Introduction to Labor Forecasting
Similar to maintaining optimal inventory levels to meet demand, businesses need to have the right amount of employees for each shift. When there are too many staff members on hand with little work to do, labor costs will rise. But if the store is understaffed during peak hours, the company risks losing sales. With a labor forecasting system, businesses can effectively estimate their labor needs and protect their bottom line using data-driven insights.
What is Labor Forecasting?
Labor forecasting is the process of anticipating how many hours a business will need its employees to work in the future. This helps managers find a balance between overstaffing and understaffing their store or restaurant. Doing so is important because companies can avoid unnecessary extra costs.
The following are reasons why businesses should invest in a labor forecasting solution.
- Enhanced Customer Shopping Experiences
Having the right number of employees each shift will ensure that everyone is working productively. Staff members can also focus on their responsibilities and provide excellent customer service. For example, if a store has enough workers for the day, floor staff can provide full attention to shoppers, rather than be busy multi-tasking. This will further prevent errors and stress among customers and employees.
- Improved Employee Retention
If a business is consistently understaffed, existing employees will have to constantly bear extra responsibilities and tasks. This can lead to stress and burnout, which will result in absenteeism and mental health issues. On the other hand, having too many employees working the same roles will cause some staff to feel unmotivated. In both situations, employees will feel more inclined to find employment where they can feel valued.
A labor forecasting system will enable managers to make smart staffing decisions. Therefore, they can focus more of their time on long-term business plans, such as product development and financial growth.
5 Common Methods for Labor Forecasting
There are various techniques that businesses can use to effectively forecast labor demands. The following are 5 proven methods that many workplaces are utilizing.
1. Historical Analysis
Historical analysis is the process of referring to staffing needs from previous months to create an upcoming schedule. This is considered the best way to prepare for labor requirements because it is based on a business's specific needs. To perform historical analysis, managers should review past data and identify any patterns in employment. When examining these trends, they should consider the following questions.
- Which days or times does the company experience the most customers?
- Which days or times is the slowest?
- Are there specific seasons where the store becomes busier or slower?
- What holidays or events affect the flow of customers?
Organizations can streamline this process by using software solutions, like Zip Forecasting. This tool can automate historical analysis and will help businesses easily anticipate demand. It also ensures accurate forecasting; therefore, companies can effectively reduce labor costs and properly staff their locations every day.
2. Research the Market
Market research will provide insight into regular customer demands and competitor's schedule forecasting trends. Companies can then use this information and align it to their specific needs. New business owners should consider networking with those in their industry to get advice on seasonal trends and scheduling. When conducting market research, teams should make sure to answer the following questions.

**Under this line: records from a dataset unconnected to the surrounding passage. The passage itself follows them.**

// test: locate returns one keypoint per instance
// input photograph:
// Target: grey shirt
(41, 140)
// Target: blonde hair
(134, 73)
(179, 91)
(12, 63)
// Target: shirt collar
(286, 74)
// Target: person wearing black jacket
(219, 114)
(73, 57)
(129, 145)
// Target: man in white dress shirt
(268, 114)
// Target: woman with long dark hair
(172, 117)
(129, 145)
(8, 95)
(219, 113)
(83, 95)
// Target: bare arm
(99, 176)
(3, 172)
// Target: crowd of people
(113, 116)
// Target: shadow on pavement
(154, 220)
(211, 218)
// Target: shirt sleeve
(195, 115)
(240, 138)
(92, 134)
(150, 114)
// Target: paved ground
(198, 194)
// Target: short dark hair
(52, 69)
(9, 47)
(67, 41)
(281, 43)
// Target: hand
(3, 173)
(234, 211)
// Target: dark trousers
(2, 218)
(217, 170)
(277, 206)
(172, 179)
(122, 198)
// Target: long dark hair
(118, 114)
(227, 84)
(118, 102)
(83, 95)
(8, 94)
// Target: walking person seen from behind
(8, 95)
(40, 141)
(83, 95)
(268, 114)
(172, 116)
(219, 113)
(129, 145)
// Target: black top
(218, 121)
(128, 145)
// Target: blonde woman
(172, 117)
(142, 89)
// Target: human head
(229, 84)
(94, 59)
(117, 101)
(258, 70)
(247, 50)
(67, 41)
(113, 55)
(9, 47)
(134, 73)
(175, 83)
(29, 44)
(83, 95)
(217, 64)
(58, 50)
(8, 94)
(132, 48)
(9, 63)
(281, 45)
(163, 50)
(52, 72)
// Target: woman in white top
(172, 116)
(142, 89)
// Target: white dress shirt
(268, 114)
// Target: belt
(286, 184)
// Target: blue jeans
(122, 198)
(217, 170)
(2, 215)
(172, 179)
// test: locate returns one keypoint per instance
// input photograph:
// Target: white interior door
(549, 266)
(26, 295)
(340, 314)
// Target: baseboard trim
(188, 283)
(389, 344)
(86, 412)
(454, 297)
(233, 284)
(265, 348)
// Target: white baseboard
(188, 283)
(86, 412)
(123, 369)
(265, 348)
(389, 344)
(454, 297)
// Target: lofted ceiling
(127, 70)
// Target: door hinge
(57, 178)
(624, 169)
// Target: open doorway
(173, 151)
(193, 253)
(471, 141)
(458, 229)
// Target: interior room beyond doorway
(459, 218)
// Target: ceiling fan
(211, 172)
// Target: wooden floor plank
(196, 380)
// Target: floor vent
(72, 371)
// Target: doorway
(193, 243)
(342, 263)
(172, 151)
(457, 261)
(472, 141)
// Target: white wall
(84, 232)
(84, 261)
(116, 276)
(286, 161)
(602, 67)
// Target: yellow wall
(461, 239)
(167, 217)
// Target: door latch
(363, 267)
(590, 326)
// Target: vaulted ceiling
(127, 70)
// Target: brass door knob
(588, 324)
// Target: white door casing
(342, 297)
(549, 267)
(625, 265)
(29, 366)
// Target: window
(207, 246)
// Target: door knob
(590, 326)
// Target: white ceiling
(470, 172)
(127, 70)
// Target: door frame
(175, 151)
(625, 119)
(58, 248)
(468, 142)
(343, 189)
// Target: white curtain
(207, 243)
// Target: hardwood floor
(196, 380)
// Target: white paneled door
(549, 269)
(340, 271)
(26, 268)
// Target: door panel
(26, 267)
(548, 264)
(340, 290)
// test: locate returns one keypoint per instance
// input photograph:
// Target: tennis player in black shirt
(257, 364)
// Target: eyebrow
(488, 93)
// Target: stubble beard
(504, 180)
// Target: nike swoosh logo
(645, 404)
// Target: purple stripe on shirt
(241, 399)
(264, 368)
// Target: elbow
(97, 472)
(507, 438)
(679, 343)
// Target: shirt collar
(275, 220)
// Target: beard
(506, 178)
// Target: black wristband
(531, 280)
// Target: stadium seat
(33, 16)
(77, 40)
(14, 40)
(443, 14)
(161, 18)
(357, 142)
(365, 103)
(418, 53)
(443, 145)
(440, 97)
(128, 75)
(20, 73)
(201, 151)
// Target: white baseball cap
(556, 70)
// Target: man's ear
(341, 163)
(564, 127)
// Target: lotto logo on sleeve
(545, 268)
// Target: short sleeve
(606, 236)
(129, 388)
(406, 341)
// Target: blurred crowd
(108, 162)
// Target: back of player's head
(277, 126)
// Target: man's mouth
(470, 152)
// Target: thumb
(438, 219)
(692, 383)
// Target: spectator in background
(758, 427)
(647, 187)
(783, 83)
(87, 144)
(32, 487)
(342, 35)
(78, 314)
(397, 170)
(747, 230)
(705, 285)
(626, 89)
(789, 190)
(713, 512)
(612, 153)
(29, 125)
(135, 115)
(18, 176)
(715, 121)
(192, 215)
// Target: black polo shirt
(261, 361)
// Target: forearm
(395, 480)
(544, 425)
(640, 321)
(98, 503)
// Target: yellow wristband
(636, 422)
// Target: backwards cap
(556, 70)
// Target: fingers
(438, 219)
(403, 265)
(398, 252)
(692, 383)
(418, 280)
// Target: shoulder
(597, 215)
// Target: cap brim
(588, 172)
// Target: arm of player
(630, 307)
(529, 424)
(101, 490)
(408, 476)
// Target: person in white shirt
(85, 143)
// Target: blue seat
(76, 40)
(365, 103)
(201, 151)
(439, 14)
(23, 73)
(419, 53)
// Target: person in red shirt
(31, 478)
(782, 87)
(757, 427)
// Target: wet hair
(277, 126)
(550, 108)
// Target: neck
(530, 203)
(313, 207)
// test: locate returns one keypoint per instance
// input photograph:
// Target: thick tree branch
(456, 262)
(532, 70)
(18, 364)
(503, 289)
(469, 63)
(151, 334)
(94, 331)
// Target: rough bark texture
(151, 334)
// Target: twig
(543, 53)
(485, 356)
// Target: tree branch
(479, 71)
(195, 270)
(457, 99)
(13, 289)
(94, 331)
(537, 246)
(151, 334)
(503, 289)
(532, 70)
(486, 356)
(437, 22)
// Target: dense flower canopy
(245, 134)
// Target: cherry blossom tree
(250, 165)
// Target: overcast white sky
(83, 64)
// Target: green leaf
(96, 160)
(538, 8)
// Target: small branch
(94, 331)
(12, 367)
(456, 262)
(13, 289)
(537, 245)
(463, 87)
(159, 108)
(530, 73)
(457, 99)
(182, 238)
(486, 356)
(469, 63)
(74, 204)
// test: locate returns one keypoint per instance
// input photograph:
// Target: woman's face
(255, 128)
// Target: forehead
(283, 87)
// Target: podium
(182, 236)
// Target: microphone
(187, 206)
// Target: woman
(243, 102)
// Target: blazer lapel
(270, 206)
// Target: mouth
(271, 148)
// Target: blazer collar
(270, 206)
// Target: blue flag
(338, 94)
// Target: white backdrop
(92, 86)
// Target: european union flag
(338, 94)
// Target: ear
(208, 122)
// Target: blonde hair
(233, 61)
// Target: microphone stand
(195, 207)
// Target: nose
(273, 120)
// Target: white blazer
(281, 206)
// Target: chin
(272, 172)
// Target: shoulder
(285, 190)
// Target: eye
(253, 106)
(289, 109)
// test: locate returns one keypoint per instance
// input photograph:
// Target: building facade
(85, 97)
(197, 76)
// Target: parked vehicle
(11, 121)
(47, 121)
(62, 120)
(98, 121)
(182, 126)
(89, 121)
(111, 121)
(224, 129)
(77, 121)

- Does the industry have slow or busy periods or seasons?
- Do geographical regions impact customer demands?
- What is the average staff schedule for businesses of a similar size?
3. Delphi Method
The Delphi model is a forecasting method that is often used by companies that have multiple decision-makers and managers. This method involves having these leaders answer anonymous surveys about labor needs in the future. The final scheduling decision is then made based on the collective responses. The Delphi method is recommended for long-term schedules that are sensitive or political.
4. Advanced Quantitative Techniques
This refers to using statistical analysis to identify trends and patterns in historical data and future scenarios. It can also be used to examine market conditions and economic fluctuations. Organizations can use forecasting software, like Zip Forecasting, to streamline advanced quantitative methods. This workforce management solution automatically tracks historical sales and transactional data and makes it easier for users to find trends.
5. Assessments From Managerial Teams
Managers will have a clear understanding of what their store needs because they experience the workflow daily. Therefore, they can oftentimes identify anomalies that their forecasting systems may not. Management teams also work directly with customers and staff members. This means they will have a deeper knowledge of their employees' personal needs, as well as regional demands. Therefore, when making staffing decisions, it is important to consider managerial judgments.
Key Takeaways - Labor Forecasting
- Labor forecasting is the process of anticipating how many hours a company will need its employees to work in the future.
- This helps companies keep a balance between understaffing and overstaffing employees, which will effectively help reduce labor costs and lost sales.
- Other benefits of labor forecasting include enhanced customer experiences, customer retention, and strategic decision-making.
- The 5 key methods used to forecast labor include historical analysis, market research, the Delphi method, quantitative analysis, and managerial assessments.
- Implementing these techniques will enable companies to accurately predict their labor needs and protect their financial health.